先日の米GIケンタッキーダービーでは9着に敗れたものの、21日のプリークネスS(ピムリコ競馬場、ダ1900メートル)、6月11日のベルモントS(ベルモント競馬場、ダ2400メートル)に挑戦予定のラニのことだ。前走のケンタッキーダービーはトレーナーの予想以上の走りを見せてくれたという。
「現地に着いてから、普通の調教すらできない状況だったからね。しかもレースでは外々に振られながらも、よく走ったと思うよ」
なんでもチャーチルダウンズ競馬場のコースは向正面に馬の出入り口があるため、調教をしていても向正面に差しかかると、ラニが他馬に寄っていってしまって普段の調教すらまともにできなかったのだとか。
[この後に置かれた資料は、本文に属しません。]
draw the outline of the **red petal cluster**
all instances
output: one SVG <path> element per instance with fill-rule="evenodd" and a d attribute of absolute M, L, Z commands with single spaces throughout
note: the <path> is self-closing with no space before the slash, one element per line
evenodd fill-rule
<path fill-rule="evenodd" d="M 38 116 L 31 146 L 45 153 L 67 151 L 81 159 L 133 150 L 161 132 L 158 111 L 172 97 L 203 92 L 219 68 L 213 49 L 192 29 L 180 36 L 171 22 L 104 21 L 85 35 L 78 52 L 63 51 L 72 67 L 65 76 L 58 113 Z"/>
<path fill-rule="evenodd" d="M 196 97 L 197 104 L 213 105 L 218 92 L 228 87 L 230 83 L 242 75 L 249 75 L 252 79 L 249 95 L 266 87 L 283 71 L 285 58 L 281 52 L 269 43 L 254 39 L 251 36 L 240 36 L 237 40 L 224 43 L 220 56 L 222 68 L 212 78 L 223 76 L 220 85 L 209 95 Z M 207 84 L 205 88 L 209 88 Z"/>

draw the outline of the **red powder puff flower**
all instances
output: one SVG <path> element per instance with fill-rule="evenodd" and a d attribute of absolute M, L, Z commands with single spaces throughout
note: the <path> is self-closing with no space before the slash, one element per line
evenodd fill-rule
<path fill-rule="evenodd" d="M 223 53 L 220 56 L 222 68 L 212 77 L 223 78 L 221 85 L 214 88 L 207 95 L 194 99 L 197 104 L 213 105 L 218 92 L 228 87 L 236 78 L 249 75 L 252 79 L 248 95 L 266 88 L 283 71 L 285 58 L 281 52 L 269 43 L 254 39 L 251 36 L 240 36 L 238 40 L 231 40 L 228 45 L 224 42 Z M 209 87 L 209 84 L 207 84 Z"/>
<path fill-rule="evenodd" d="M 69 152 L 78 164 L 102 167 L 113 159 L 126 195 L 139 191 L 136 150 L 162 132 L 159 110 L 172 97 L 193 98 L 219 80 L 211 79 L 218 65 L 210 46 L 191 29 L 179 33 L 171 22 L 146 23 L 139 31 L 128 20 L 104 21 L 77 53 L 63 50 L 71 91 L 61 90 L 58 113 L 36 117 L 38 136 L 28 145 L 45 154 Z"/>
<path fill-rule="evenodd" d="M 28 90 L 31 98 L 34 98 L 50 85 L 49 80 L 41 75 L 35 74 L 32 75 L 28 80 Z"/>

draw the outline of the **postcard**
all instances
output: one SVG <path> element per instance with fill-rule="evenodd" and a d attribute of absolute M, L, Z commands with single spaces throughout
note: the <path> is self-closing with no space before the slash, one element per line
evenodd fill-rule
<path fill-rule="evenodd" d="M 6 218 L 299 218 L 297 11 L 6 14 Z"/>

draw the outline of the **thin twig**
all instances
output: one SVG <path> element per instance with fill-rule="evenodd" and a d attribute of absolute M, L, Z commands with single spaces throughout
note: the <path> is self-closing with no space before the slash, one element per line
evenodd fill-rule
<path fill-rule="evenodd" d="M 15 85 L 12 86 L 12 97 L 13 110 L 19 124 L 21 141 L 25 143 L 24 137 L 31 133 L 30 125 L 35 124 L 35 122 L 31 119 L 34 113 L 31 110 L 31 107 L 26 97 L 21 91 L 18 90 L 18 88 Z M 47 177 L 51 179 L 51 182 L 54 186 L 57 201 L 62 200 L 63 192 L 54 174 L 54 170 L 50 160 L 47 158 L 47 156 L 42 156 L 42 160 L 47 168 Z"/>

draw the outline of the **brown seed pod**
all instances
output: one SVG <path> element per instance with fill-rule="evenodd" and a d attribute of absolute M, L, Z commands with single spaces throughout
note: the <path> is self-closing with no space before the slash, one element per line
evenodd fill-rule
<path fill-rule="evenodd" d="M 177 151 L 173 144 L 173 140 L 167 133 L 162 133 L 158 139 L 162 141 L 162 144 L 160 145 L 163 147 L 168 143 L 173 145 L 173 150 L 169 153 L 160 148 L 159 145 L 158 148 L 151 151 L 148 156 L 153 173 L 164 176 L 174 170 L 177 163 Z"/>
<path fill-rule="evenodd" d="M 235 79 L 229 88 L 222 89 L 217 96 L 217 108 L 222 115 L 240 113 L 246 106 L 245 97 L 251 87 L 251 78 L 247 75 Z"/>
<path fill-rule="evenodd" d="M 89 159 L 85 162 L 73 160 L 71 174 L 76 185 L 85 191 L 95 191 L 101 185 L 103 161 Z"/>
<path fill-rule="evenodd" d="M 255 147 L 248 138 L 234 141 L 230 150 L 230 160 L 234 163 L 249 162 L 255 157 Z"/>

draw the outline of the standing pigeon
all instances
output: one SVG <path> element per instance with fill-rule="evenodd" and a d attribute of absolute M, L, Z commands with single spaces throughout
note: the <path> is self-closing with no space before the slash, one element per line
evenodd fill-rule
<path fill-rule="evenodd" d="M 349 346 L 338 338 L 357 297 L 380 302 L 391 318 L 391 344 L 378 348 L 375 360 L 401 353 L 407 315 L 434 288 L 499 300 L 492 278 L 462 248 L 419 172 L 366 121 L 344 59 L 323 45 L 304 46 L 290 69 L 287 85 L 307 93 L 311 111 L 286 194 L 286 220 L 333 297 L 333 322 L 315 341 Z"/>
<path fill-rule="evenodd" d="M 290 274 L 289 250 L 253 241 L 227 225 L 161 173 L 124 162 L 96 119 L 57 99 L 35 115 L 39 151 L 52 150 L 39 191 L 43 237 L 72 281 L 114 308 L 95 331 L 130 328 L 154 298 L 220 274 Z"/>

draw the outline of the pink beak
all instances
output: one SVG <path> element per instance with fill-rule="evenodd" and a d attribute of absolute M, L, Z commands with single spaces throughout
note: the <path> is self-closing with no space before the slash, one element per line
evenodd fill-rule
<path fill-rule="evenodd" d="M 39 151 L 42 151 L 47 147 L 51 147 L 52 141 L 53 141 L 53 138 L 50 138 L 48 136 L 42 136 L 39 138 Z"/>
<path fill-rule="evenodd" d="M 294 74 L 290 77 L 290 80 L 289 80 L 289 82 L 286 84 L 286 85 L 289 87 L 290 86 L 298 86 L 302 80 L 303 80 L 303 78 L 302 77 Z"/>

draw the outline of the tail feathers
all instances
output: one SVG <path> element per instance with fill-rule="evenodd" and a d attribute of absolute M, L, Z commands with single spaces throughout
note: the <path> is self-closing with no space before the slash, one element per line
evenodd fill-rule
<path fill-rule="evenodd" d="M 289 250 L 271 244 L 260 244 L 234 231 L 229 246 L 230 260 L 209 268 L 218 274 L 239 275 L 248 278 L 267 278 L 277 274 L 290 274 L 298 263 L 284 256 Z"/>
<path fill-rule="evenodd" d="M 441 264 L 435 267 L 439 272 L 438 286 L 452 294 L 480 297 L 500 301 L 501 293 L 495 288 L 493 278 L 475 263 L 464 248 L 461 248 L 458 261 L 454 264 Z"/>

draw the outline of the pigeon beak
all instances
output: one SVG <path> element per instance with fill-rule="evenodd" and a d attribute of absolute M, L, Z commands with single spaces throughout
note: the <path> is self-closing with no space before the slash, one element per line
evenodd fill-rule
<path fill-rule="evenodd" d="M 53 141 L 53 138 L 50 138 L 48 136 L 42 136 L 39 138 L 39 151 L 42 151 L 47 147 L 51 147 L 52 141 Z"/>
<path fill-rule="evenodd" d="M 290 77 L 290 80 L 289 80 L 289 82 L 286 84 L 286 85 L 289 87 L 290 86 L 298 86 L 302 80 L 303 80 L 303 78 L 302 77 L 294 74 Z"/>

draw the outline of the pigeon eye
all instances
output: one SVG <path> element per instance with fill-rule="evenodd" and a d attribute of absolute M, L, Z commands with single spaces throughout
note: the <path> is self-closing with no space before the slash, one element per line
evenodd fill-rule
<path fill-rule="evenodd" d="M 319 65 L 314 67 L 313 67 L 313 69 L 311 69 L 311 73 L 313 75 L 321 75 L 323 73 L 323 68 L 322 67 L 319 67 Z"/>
レース後、ベルモント競馬場に移動したが、こちらは「出入り口が1〜2角のところにあるから、なんとかうまく調整できている」というからひと安心だ。
「それに前走は他馬が皆ケンタッキーダービーを目標に目一杯仕上げてきている中で、ちょっと馬がボケていたような感じもあったから」
未勝利勝ち後、連闘で東京へと輸送し、カトレア賞(500万下)を勝っている馬だけに、「これから詰めて使っていくのはラニにとっていい方に出ると思う」とトレーナーは手応え十分だ。
プリークネスSの後は24日の仏GIイスパーン賞(シャンティイ競馬場、芝1800メートル)でエイシンヒカリに騎乗と、海外遠征が続く主戦の武豊も「プリークネスSはさらに小回りで距離が短くなるのがどうかだけど、前より動けそうだし、ベルモントSはさらに楽しみ」と前向き。国内の競馬も最高潮を迎えているが、海を渡ったラニの奮闘にも注目してほしい。(栗東の坂路野郎・高岡功)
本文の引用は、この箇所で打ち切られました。